We go from here to there with hardly a purpose: to see what there is like, or not. And we who tour, are tourists. The very word is funny: tourist. By its sound, it seems to mean the follower of some outrageous cult. Perhaps we are. And yet it takes a certain courage to be one. Not your normal tourist, not your typical traveler seated behind the tinted windows of a bus hurtling from here-to-there in exact increments. Twenty minutes to visit the well-trodden site, a sweaty tour guide prattling on and on, and the promise of luncheon at the next stop.
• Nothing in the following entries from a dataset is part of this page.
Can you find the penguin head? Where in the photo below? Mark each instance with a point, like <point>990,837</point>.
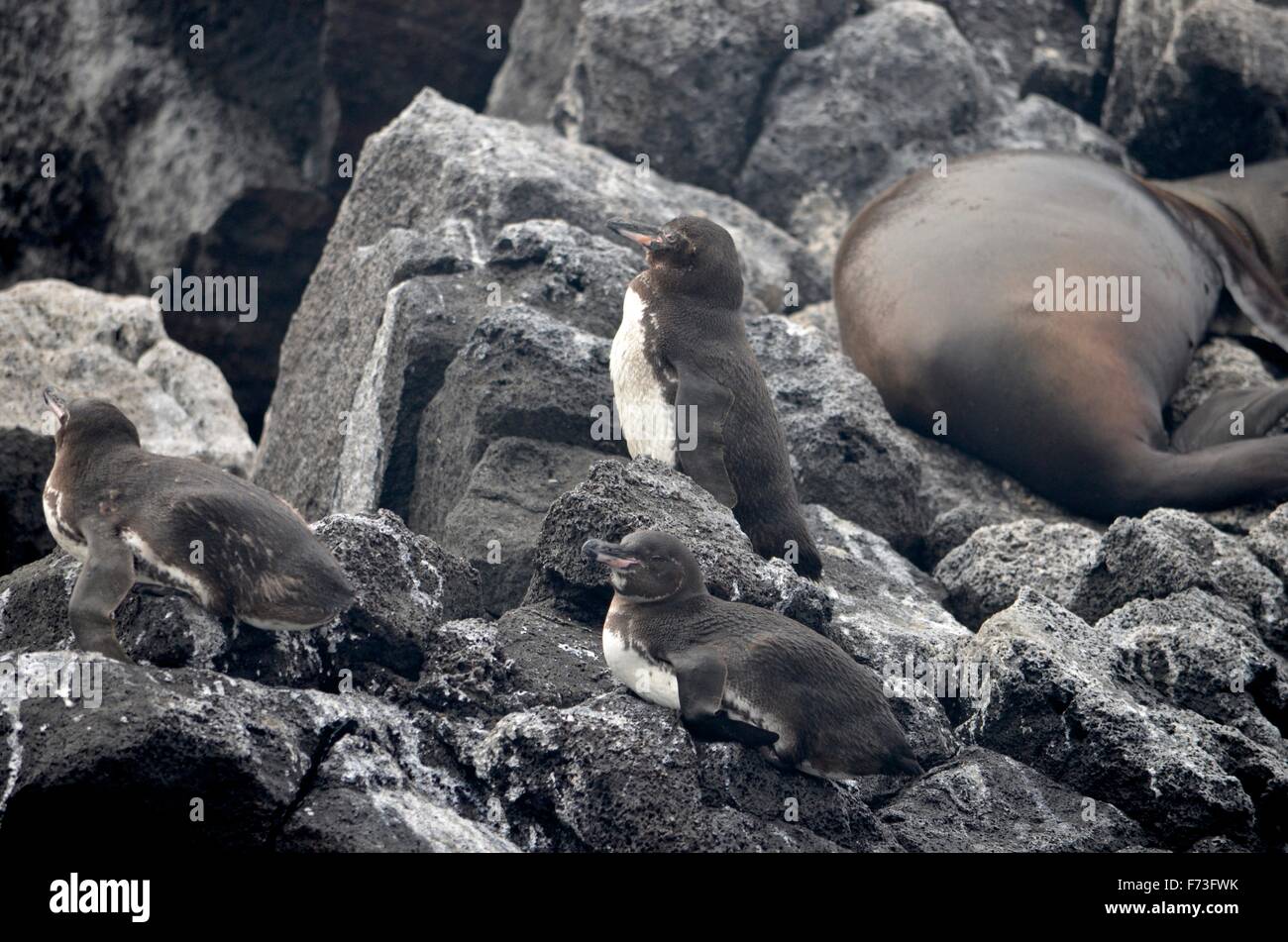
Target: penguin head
<point>690,257</point>
<point>89,421</point>
<point>648,567</point>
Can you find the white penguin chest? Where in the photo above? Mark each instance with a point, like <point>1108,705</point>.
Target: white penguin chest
<point>652,680</point>
<point>647,418</point>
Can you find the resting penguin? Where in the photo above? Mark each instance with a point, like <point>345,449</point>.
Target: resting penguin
<point>936,287</point>
<point>132,516</point>
<point>690,391</point>
<point>742,674</point>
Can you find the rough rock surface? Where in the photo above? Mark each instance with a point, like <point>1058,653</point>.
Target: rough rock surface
<point>434,188</point>
<point>986,573</point>
<point>962,494</point>
<point>888,614</point>
<point>619,497</point>
<point>1168,551</point>
<point>406,585</point>
<point>1193,77</point>
<point>883,97</point>
<point>224,156</point>
<point>519,374</point>
<point>846,452</point>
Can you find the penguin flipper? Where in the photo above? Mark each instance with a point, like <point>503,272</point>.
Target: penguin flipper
<point>699,675</point>
<point>711,401</point>
<point>103,581</point>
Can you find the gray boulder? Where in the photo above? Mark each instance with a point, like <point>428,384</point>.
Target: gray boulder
<point>846,452</point>
<point>522,373</point>
<point>542,42</point>
<point>420,206</point>
<point>986,573</point>
<point>1170,551</point>
<point>406,587</point>
<point>964,494</point>
<point>681,81</point>
<point>86,344</point>
<point>836,113</point>
<point>226,156</point>
<point>1054,701</point>
<point>888,615</point>
<point>883,97</point>
<point>619,497</point>
<point>1009,40</point>
<point>497,519</point>
<point>1269,541</point>
<point>1190,76</point>
<point>193,760</point>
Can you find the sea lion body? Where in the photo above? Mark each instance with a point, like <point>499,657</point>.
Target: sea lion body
<point>936,284</point>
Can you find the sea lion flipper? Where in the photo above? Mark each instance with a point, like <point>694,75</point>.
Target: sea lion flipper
<point>104,579</point>
<point>711,400</point>
<point>1245,276</point>
<point>1228,416</point>
<point>699,675</point>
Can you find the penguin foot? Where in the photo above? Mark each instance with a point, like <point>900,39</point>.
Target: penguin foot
<point>108,648</point>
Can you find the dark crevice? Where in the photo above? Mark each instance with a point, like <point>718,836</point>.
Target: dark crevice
<point>330,735</point>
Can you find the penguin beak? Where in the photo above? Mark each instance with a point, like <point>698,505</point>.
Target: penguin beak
<point>609,554</point>
<point>636,232</point>
<point>56,404</point>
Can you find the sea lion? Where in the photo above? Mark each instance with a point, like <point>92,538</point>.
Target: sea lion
<point>953,297</point>
<point>132,516</point>
<point>741,674</point>
<point>688,389</point>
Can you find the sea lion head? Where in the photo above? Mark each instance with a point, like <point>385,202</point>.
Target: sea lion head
<point>648,567</point>
<point>89,422</point>
<point>690,255</point>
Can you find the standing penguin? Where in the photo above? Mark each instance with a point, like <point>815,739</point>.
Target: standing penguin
<point>690,391</point>
<point>742,674</point>
<point>130,516</point>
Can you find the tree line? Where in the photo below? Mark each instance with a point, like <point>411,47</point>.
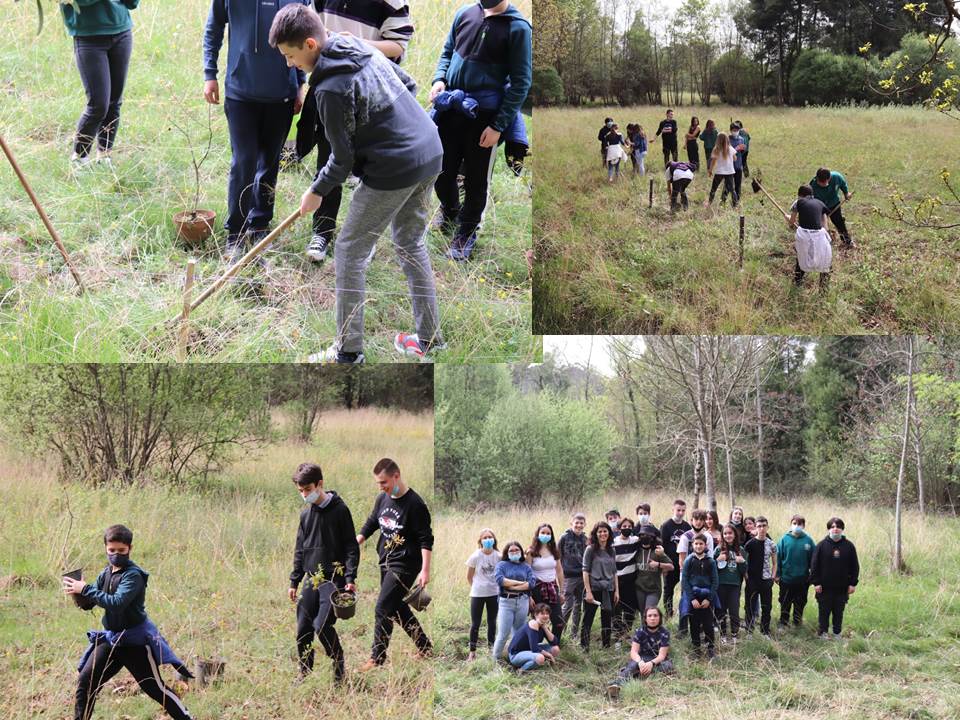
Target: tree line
<point>129,424</point>
<point>781,52</point>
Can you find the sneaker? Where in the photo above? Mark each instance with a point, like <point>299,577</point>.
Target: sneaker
<point>333,354</point>
<point>317,247</point>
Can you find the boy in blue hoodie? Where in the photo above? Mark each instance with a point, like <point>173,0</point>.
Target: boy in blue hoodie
<point>377,130</point>
<point>261,96</point>
<point>488,55</point>
<point>130,640</point>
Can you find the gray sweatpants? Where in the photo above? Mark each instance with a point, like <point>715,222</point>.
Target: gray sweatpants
<point>371,211</point>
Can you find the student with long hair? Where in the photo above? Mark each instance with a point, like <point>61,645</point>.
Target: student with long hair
<point>515,581</point>
<point>693,152</point>
<point>481,576</point>
<point>599,584</point>
<point>544,559</point>
<point>649,652</point>
<point>722,160</point>
<point>731,570</point>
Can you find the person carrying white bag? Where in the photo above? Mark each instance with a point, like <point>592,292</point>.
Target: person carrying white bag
<point>814,252</point>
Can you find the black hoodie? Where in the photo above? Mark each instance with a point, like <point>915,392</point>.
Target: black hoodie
<point>326,535</point>
<point>372,120</point>
<point>835,565</point>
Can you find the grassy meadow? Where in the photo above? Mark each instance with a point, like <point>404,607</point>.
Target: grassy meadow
<point>609,264</point>
<point>899,658</point>
<point>118,225</point>
<point>219,559</point>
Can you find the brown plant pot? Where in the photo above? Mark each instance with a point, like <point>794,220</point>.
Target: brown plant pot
<point>344,604</point>
<point>194,226</point>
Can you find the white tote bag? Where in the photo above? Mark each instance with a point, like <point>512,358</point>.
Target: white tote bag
<point>814,253</point>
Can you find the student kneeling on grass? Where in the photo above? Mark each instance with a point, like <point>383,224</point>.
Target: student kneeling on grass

I mean more the sort who steps on a bit of stray sod, the kind who explores parts unknown— when from here-to-there is the whole adventure. The traveler who meanders foolishly, searching for the edges of time, driven by word of mouth or a vague description from some esoteric guidebook. Without itinerary, nor reservations, and without much money.
“Like being homeless,” she said, my wife.
“I guess…”
“Well, there’s a courage in that.”
“In being homeless?”
“No, in being a leprechaun.” She smiled and nodded over at the guy sitting across from us on the train.
The R-train, or was it an F-train? It rattled through the decrepit tunnels. I turned and looked across the aisle.
“A bum by any other euphemism,” I said with friendly sarcasm.
“He’s not. Look...” she whispered since he had turned to face us.
I admit there was a dignity about him. His clothes were frayed but clean. A dull green cap perched on his head covered what I could easily imagine were pointed ears. He carried himself well, there was life in his eyes. He was too tall to be a leprechaun though.
“Tackle him and ask him where his gold is,” she told me.
I looked at her with a screwed up face. I thought she was kidding.
“Are you scared?” she goaded me.
“Of what?”
“To tackle him. It wouldn’t be easy... He’s a trickster.”
“It would be easy enough. I’d just be embarrassed.”
She laughed, knowing that avoiding mortification was my greatest strength. “Maybe he’s not a bum. Maybe he’s what we’ll be in less than a week.”